I recently took part in a reading of monologues to fight violence against women and girls. The monologues were beautiful, heartbreaking, confronting, empowering, challenging, and complete in their honesty, brutal or otherwise. Reading and performing these monologues brought the power of writing home to me again and reminded me of the incredible healing exercise that took place for each person in their story being told – finally.
I was reminded of the power of my own story and the healing that took place when I finally unpacked that box in my head that I had locked up, and shared my experience both by speaking it out loud and, when the words wouldn’t come from my mouth, by writing it down. Every confronting, brutal, heartbreaking detail. While only a few people ever heard it spoken or read it, in finally telling my story, I found a sense of peace.
I remember being sent the following piece of writing around this time and I had it pinned to my wall for months…
“As you walk the road to recovery you may find yourself getting tired. At times your life may feel too difficult. I wish it was possible to make the landscape of your life brighter, smoother, and filled with more flowers. If I could make the terrain you walk on gentler, I would in a moment. You are a beautiful soul who does not deserve to be in such agony. You deserve to have all the glistening things in life.
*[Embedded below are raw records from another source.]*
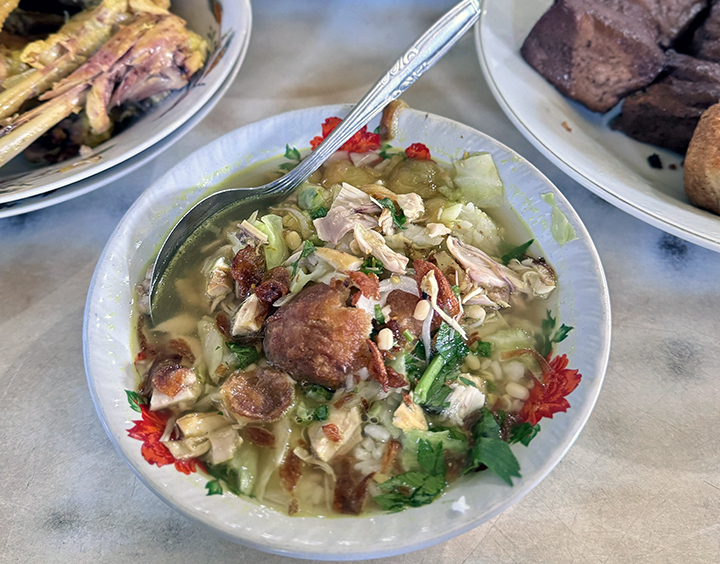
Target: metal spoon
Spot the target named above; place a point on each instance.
(423, 54)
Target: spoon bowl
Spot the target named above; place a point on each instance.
(423, 54)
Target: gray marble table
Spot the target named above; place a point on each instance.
(640, 485)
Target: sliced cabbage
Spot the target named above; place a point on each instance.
(276, 250)
(213, 344)
(561, 229)
(510, 339)
(309, 196)
(450, 442)
(478, 179)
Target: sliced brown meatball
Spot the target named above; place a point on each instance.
(316, 338)
(262, 395)
(402, 306)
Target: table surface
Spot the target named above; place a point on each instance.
(642, 482)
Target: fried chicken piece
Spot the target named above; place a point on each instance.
(316, 338)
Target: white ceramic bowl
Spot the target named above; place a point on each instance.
(226, 26)
(583, 303)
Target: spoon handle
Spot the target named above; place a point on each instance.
(423, 54)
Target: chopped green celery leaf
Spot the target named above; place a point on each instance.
(450, 345)
(399, 218)
(245, 354)
(415, 363)
(510, 339)
(276, 251)
(318, 393)
(452, 440)
(548, 338)
(321, 413)
(226, 473)
(412, 480)
(431, 459)
(372, 265)
(479, 181)
(213, 487)
(309, 197)
(303, 414)
(319, 212)
(497, 456)
(468, 382)
(524, 433)
(488, 426)
(437, 395)
(562, 333)
(135, 400)
(415, 488)
(562, 231)
(379, 317)
(491, 451)
(518, 252)
(291, 153)
(308, 249)
(483, 349)
(422, 391)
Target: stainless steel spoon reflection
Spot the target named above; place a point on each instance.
(423, 54)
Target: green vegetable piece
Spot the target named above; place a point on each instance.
(135, 400)
(560, 228)
(450, 345)
(372, 265)
(213, 487)
(318, 393)
(422, 390)
(483, 349)
(399, 218)
(319, 212)
(491, 451)
(245, 354)
(276, 250)
(468, 382)
(308, 249)
(548, 337)
(379, 317)
(292, 153)
(524, 433)
(518, 252)
(431, 459)
(321, 413)
(309, 197)
(414, 488)
(224, 473)
(478, 179)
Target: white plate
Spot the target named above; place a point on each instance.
(99, 180)
(228, 40)
(583, 303)
(609, 163)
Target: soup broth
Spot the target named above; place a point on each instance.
(384, 331)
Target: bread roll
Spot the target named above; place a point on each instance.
(702, 162)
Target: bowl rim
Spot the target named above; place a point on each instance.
(581, 412)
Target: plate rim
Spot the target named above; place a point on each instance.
(583, 412)
(626, 204)
(238, 53)
(112, 174)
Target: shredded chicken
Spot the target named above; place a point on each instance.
(372, 243)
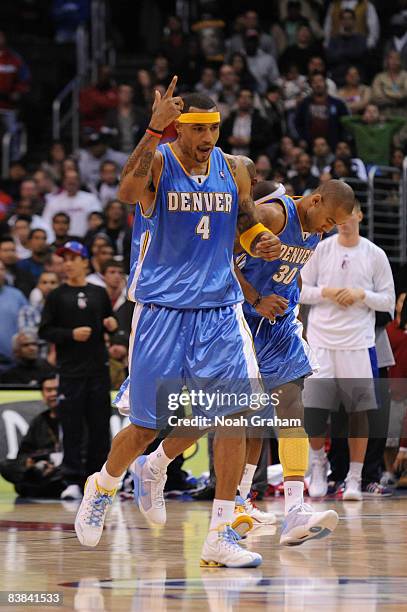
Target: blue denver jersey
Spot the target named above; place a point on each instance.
(182, 254)
(280, 276)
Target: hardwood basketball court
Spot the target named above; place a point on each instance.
(363, 566)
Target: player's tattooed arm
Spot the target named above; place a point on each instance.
(144, 164)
Hold on to the fact that there is light, even when you cannot see it. Hold on to the fact that it is possible to lead a full life, even though your own may feel empty at this moment. Not knowing what to do at times, and struggling and trying to figure out what to do is the very thing that will lead you to freedom.
If you look inside your heart, really look, you will see a beautiful person with a kind and gentle soul. You will see a person who needs comfort, a person who needs you. As you search around in your heart, you will find the warrior spirit and courage that you need to win this battle. You will find the courage to face your demons and triumph over them. You will walk through your pain.
Remember that you bless this world and make it a more beautiful place to live in.
These are things you must tuck away and remember from time to time when the pain feels too unbearable. It is possible to have hope and soul shattering pain at the same time.
Keep fighting and never give up. You are too valuable, too special.
Know that you are not alone: there are other warrior sisters who are walking with you in spirit.”
This came to mind vividly following our performances of the monologues – “There are other warrior sisters who are walking with you in spirit.” – I felt such an affinity with each writer who had poured out their soul in their monologues.
I felt like I had become a part of their story through giving a voice to their writing.
Maybe it’s time to add my story to theirs.